Recent injuries just the latest setback for ill-fated Wolves
MINNEAPOLIS -- Joe Smith. David Kahn. Kevin and Kevin. Bad trades, worse drafts and rampant mismanagement.
There's no question mistakes at the top has kept the Timberwolves from playoff contention the past decade.
But dating back to the club's earliest years, they haven't had much luck, either.
Minnesota's latest slew of injuries -- which has seen a pair of 19-year-olds enter the starting lineup -- is just the most recent tale in a story full of misfortune. Player attrition has plagued the Wolves multiple times before. They've never moved up in the draft lottery.
Heck, even the club's location can be pointed to as a disadvantage (and not just because of the local climate).
As lamented by multiple coaches and fans, Minnesota is essentially an Eastern Conference team playing in the rugged, wild West. When the league expanded in 1989, it awarded Orlando a franchise alongside the Twin Cities, essentially relegating original owners Marv Wolfenson and Harvey Ratner's newly-formed team to the Western Conference as the Magic were added to the East.
This market is historically a deterrent to big-name free-agent additions (Minnesota Wild hockey excluded, of course), and the Wolves are no exception. Add in the travel and status of each NBA conference, and the problem is compounded.
Minnesota frequently ranks near the top of the league in miles traveled during a season. Its closest conference opponent on the map is Oklahoma City, a 787-mile drive or, more applicably, a 2-hour direct flight away.
On a schedule fraught with back-to-backs, and in a league that's concerned about its players' health and sleep habits, that's far from an ideal setup.
And that's without looking across the NBA's continental divide and comparing conferences. Not only would the Wolves' 40-42 record have made last year's Eastern Conference playoff field, it theoretically would've been better with decreased travel and more opportunities against the league's bottom feeders.
During Minnesota's current 10-year playoff drought, the league's longest active one, a sub-.500 Eastern Conference team has qualified for the postseason eight times. It usually takes 50 wins to lock in a Western Conference playoff spot; in the East, 45 often suffices.
But the Wolves haven't even won that many games since their last playoff berth. Their self-inflicted reasons are many and have been well-documented on this site and others.
The franchise's player health hasn't helped, though, especially recently.

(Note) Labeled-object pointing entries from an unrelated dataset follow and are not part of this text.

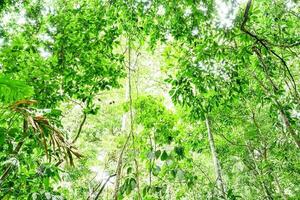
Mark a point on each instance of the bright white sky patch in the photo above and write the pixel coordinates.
(226, 12)
(161, 10)
(44, 53)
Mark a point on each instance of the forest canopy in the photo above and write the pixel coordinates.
(149, 99)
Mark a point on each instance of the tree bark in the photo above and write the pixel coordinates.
(217, 166)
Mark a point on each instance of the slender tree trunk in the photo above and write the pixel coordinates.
(217, 166)
(258, 174)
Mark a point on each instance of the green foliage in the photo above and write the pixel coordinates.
(13, 90)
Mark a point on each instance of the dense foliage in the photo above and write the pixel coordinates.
(149, 99)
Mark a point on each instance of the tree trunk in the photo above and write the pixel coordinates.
(217, 166)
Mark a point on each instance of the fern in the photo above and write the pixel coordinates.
(13, 90)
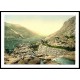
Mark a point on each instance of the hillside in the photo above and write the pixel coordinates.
(65, 37)
(16, 34)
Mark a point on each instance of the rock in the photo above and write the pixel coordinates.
(36, 60)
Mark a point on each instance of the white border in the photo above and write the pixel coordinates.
(40, 66)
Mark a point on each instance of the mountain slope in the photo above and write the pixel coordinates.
(62, 42)
(16, 34)
(65, 36)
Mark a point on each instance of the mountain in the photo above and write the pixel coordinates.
(14, 30)
(61, 42)
(65, 36)
(16, 34)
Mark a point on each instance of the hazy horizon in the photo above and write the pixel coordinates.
(40, 24)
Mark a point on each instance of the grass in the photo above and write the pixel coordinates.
(60, 47)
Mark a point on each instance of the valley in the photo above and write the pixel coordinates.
(25, 47)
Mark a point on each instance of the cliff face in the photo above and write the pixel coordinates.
(65, 36)
(62, 42)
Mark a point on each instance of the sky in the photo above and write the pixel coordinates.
(41, 24)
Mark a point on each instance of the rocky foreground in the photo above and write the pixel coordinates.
(25, 55)
(55, 49)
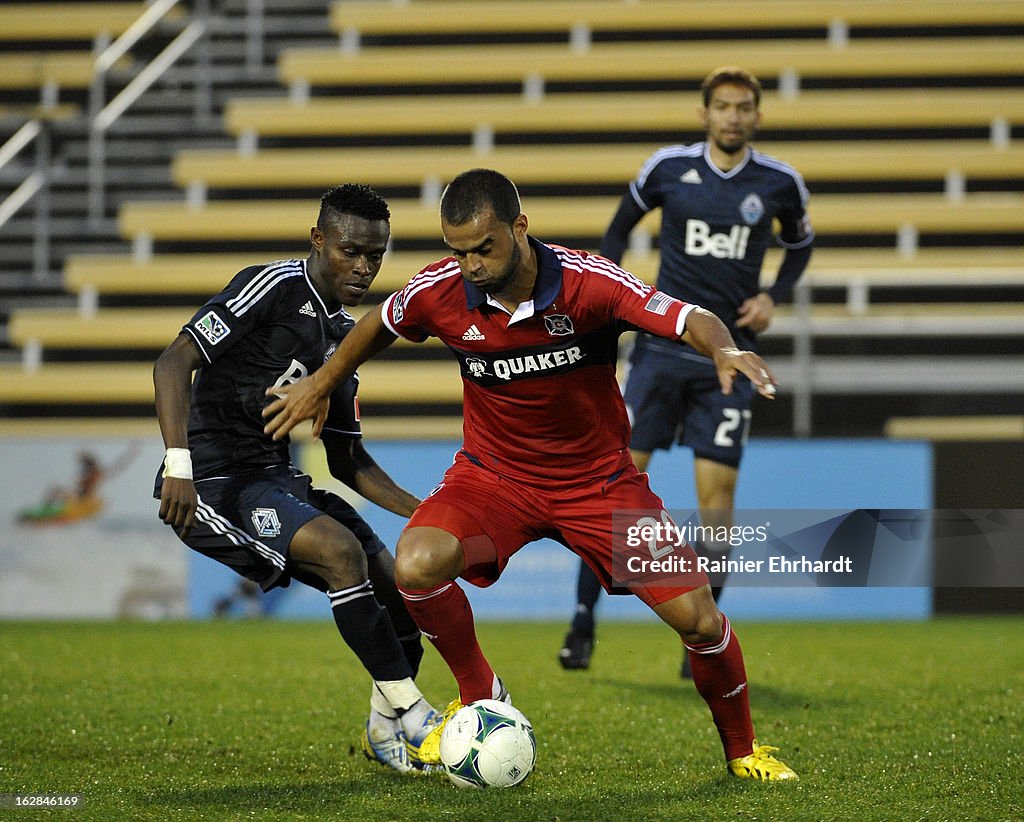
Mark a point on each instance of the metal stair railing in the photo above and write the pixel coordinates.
(37, 182)
(101, 116)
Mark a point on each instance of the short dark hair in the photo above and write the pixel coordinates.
(479, 190)
(354, 199)
(730, 74)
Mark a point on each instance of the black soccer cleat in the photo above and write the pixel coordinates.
(576, 652)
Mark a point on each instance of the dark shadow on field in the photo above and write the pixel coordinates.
(763, 695)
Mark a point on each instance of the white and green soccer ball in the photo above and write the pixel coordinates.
(487, 744)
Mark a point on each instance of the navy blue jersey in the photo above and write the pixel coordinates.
(716, 225)
(267, 328)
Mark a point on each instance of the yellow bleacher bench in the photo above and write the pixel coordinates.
(614, 112)
(976, 56)
(570, 217)
(459, 16)
(64, 22)
(866, 160)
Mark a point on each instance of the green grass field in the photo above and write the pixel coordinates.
(260, 721)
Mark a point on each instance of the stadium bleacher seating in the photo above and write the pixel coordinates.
(902, 118)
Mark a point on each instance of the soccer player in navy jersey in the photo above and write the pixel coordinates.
(545, 455)
(719, 199)
(231, 492)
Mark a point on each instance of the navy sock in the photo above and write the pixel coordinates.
(588, 592)
(367, 629)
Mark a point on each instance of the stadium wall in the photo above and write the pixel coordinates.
(118, 561)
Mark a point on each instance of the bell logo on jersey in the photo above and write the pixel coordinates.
(700, 242)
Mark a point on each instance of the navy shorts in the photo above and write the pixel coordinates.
(673, 395)
(248, 522)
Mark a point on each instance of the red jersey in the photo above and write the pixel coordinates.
(541, 399)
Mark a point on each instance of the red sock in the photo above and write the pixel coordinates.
(721, 679)
(444, 615)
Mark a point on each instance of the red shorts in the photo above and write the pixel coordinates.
(494, 516)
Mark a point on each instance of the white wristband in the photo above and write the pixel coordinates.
(177, 464)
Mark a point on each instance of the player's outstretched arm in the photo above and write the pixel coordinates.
(172, 386)
(307, 398)
(710, 336)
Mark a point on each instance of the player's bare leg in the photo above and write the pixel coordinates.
(428, 560)
(720, 678)
(327, 555)
(578, 646)
(716, 486)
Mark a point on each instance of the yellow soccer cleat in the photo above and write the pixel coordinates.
(762, 766)
(425, 750)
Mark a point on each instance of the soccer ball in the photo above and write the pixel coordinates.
(487, 744)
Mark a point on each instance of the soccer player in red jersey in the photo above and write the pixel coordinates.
(546, 438)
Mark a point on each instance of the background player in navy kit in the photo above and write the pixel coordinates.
(230, 491)
(719, 199)
(535, 330)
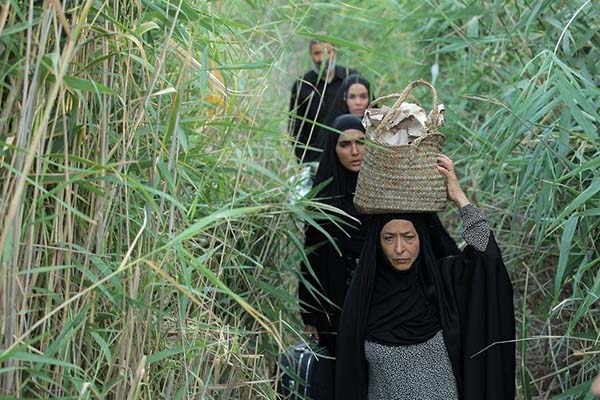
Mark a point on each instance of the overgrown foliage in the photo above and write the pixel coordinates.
(150, 234)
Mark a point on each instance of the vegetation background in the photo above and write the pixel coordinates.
(150, 227)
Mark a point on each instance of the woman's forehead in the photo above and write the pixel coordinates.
(398, 225)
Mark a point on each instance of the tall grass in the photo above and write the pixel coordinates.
(150, 240)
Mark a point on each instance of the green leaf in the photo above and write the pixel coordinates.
(565, 249)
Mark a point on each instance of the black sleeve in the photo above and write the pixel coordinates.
(484, 299)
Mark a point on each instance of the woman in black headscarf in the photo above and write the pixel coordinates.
(327, 278)
(417, 326)
(356, 94)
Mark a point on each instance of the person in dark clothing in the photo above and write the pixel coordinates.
(328, 276)
(314, 100)
(419, 326)
(356, 94)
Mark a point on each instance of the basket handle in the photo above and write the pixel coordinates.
(432, 117)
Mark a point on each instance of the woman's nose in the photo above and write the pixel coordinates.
(399, 248)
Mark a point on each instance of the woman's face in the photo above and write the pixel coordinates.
(350, 149)
(400, 243)
(357, 99)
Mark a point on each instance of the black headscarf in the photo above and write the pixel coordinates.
(337, 186)
(339, 192)
(351, 80)
(473, 295)
(403, 309)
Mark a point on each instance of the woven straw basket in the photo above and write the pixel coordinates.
(402, 178)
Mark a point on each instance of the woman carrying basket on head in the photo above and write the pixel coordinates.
(419, 326)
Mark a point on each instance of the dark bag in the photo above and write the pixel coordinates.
(305, 373)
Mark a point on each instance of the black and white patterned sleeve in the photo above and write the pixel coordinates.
(476, 231)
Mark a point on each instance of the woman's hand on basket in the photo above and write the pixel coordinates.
(455, 192)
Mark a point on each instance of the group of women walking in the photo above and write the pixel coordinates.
(406, 314)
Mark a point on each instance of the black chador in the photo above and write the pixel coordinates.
(468, 296)
(324, 296)
(315, 100)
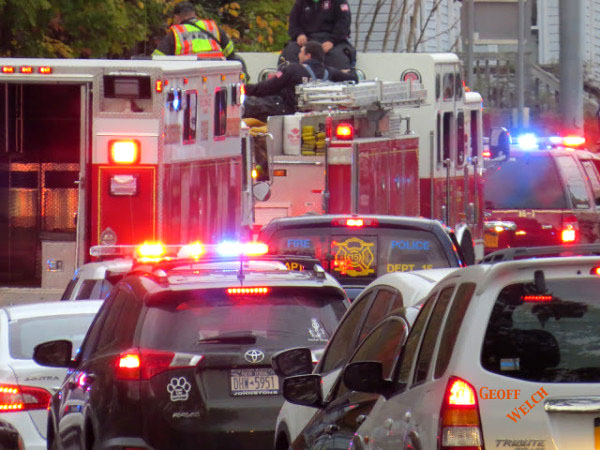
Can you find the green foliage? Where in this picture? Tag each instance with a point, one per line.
(122, 28)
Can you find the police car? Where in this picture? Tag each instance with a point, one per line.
(358, 249)
(544, 192)
(179, 355)
(501, 355)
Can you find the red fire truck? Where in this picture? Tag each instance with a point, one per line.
(105, 151)
(415, 151)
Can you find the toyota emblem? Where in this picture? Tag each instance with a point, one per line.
(254, 356)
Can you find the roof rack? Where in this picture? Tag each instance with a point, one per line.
(511, 254)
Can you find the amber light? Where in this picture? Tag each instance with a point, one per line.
(248, 291)
(124, 152)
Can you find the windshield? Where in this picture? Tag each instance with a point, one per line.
(358, 256)
(285, 319)
(25, 334)
(527, 182)
(552, 337)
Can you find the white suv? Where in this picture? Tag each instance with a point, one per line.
(503, 355)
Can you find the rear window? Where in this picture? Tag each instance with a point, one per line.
(527, 182)
(25, 334)
(555, 340)
(358, 256)
(283, 318)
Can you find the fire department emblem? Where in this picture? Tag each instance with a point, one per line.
(354, 257)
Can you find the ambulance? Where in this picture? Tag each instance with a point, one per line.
(116, 152)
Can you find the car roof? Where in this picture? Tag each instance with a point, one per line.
(413, 285)
(97, 270)
(45, 309)
(326, 219)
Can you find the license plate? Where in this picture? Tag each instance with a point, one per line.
(253, 382)
(490, 240)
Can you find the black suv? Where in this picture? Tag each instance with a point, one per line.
(358, 249)
(179, 355)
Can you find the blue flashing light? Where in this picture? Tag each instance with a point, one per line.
(527, 141)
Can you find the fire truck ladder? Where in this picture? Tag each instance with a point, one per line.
(372, 94)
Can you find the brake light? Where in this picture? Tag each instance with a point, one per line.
(570, 230)
(248, 291)
(459, 417)
(124, 152)
(136, 364)
(344, 132)
(23, 398)
(536, 298)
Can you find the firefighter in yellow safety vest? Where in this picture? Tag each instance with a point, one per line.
(191, 36)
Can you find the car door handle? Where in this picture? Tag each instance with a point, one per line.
(361, 418)
(332, 428)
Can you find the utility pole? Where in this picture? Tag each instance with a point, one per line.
(571, 65)
(521, 64)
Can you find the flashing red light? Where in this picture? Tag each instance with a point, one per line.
(536, 298)
(124, 152)
(248, 291)
(357, 223)
(570, 230)
(573, 141)
(344, 132)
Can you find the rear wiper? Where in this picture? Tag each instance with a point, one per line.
(236, 337)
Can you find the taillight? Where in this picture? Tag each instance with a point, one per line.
(23, 398)
(124, 152)
(570, 230)
(143, 364)
(459, 418)
(344, 131)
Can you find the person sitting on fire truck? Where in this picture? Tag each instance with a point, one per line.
(325, 21)
(277, 95)
(191, 36)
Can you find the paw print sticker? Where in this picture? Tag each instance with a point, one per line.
(179, 389)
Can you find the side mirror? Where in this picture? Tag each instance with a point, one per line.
(367, 376)
(303, 390)
(295, 361)
(54, 354)
(261, 191)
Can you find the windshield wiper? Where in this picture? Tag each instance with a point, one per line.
(236, 337)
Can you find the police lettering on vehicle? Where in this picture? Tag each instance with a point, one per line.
(410, 244)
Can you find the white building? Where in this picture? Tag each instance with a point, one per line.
(385, 25)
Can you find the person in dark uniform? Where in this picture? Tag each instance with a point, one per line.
(277, 95)
(324, 21)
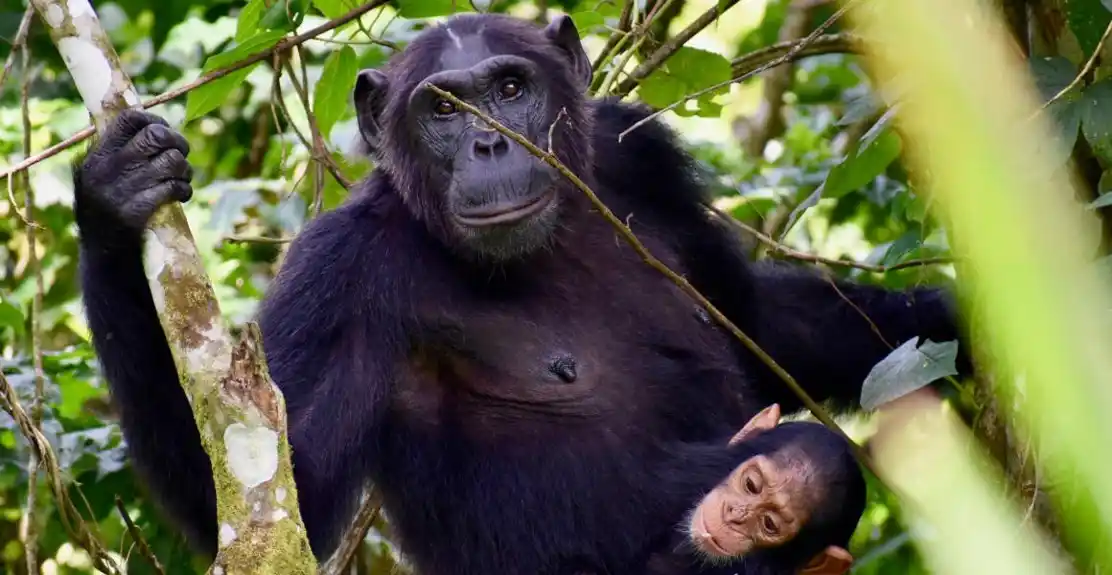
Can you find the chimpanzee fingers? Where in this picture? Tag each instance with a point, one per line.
(140, 207)
(170, 165)
(123, 128)
(151, 140)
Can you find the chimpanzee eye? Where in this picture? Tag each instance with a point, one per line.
(444, 107)
(509, 89)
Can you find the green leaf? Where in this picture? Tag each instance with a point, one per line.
(685, 72)
(1104, 188)
(284, 15)
(254, 45)
(859, 109)
(334, 9)
(1088, 20)
(1103, 201)
(333, 91)
(907, 368)
(1051, 75)
(869, 158)
(248, 21)
(586, 20)
(210, 96)
(1096, 118)
(432, 8)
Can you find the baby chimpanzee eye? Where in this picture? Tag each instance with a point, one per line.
(509, 89)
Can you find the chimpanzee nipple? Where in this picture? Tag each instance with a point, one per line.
(564, 367)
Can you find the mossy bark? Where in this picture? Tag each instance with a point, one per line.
(239, 412)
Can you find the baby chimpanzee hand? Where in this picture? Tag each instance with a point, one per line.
(138, 166)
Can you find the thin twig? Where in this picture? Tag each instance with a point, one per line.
(612, 42)
(672, 46)
(814, 258)
(787, 57)
(255, 239)
(743, 66)
(641, 33)
(137, 536)
(659, 266)
(281, 46)
(18, 42)
(72, 521)
(29, 525)
(1084, 69)
(357, 532)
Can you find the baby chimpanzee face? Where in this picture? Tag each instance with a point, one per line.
(798, 498)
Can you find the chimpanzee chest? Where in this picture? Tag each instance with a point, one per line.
(582, 354)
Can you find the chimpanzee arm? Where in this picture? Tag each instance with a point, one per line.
(333, 337)
(830, 338)
(136, 167)
(326, 359)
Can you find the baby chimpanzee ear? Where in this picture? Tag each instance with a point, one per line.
(831, 561)
(764, 420)
(369, 98)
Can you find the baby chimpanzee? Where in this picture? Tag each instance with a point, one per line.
(788, 508)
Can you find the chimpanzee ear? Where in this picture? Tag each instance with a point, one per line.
(562, 31)
(764, 420)
(369, 98)
(831, 561)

With Ricky Rubio (severe left-ankle sprain), Nikola Pekovic (sprained right wrist), Ronny Turiaf (sore right hip) and now Kevin Martin (fractured right wrist) now out of the lineup, coach and president of basketball operations Flip Saunders has turned toward rookies Andrew Wiggins and Zach LaVine and a host of role-playing veterans just to fill out the game-night roster. This was going to be a developmental season for the Wolves' young core anyway, but taking away the veterans for them to grow behind puts them in more of a risk-reward situation. Experience is good, but too much can shatter a green player's confidence.
This is nothing new around here, though.
Kevin Love forced his way out of town for many reasons, but one of them was a 2012-13 season in which he played just 18 games. That soured his experience, especially when fans and people within the organization doubted his toughness or the explanation for his multiple hand injuries, Love said.
Including Love, five players missed at least 18 games that year. Rubio was one of them, sitting out 25 of the Wolves' first 30 games fully recovering from a torn ACL that had cost him the second half of his lockout-shortened rookie campaign.
Minnesota was 21-19 before Rubio collided with Kobe Bryant the night of March 9, 2012.
But it goes back further. When big man Al Jefferson suffered a season-ending ACL tear in 2009, the Wolves were coming off a 10-4 January that had them on the uptick. And perhaps most notably, Sam Cassell hurt himself celebrating in the 2004 Western Conference semifinals and was limited in the finals against the Lakers, which Minnesota eventually lost in six games.
And then there's the draft lottery. In 16 tries, the Wolves have never improved their draft position via the weighted ping-pong ball drawing. Eight times, they've moved down.
Since the lottery was adjusted to its current formula in 1994, no other team has stayed put or drafted later than expected that many times.
Of course, winning basketball precludes the lottery from becoming an issue. Before feeling too sorry for Glen Taylor's woebegone franchise, remember every sports team deals with injuries. Every major professional one boards cross-country flights at one time or another. And the ones with an effective system of personnel decision-making and producing succeed.
Just remember several strokes of calamity have come with the Wolves' inability to do so.